Ganz so einfach aber ist es mit der Hefe doch nicht, argwöhnen Wissenschaftler schon lange. Finden sie im Erbgut dieser Minipilze, die nur aus einer einzigen Zelle bestehen, doch immer wieder die Spuren einer intimen Beziehung mit anderen Hefen. Und das ausgerechnet in den Hefe-Stämmen, die Brauer und Kellermeister schon lange für die Herstellung von Bier und Wein verwenden. Nach einigem Rätselraten enthüllen jetzt Duccio Cavalieri von der Universität von Florenz und seine Kollegen in der Fachzeitschrift „PNAS“ den von den Hefen lange geheim gehaltenen Ort für ihre zwischenpilzlichen Beziehungen: Sie verabreden sich für ein Stelldichein gern in den Därmen von Wespen.
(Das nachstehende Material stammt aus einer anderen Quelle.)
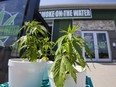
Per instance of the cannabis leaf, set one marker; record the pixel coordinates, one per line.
(67, 56)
Feinschmeckertreffen auf Weintrauben

Bei einem so ungewöhnlichen Treffpunkt ist es kein Wunder, wenn die Forscher bei ihrer Suche nach der Hefe-Liebeslaube so lange im Dunkeln tappten. Seit sie das Geheimnis aber enthüllt haben, fällt es ihnen wie Schuppen von den Augen: Die Gallische Feldwespe Polistes dominula gilt zwischen Südeuropa und ihrer nördlichen Verbreitungsgrenze in Dänemark als Schleckermaul, das im Spätsommer und Frühherbst nicht nur an Pflaumenkuchen auf sonntäglichen Kaffeetafeln, sondern auch an vielen anderen Früchten in Gärten und Plantagen nascht. Oft sitzen die Insekten auch auf reifen und überreifen Weintrauben und treffen dort einen anderen Feinschmecker, die Hefe Saccharomyces cerevisiae. Das aber ist genau die Hefe, die den Zucker in Wein und Bier zu Alkohol vergärt und auch Brot mit Hilfe ihres Kohlendioxid-Abgases locker macht.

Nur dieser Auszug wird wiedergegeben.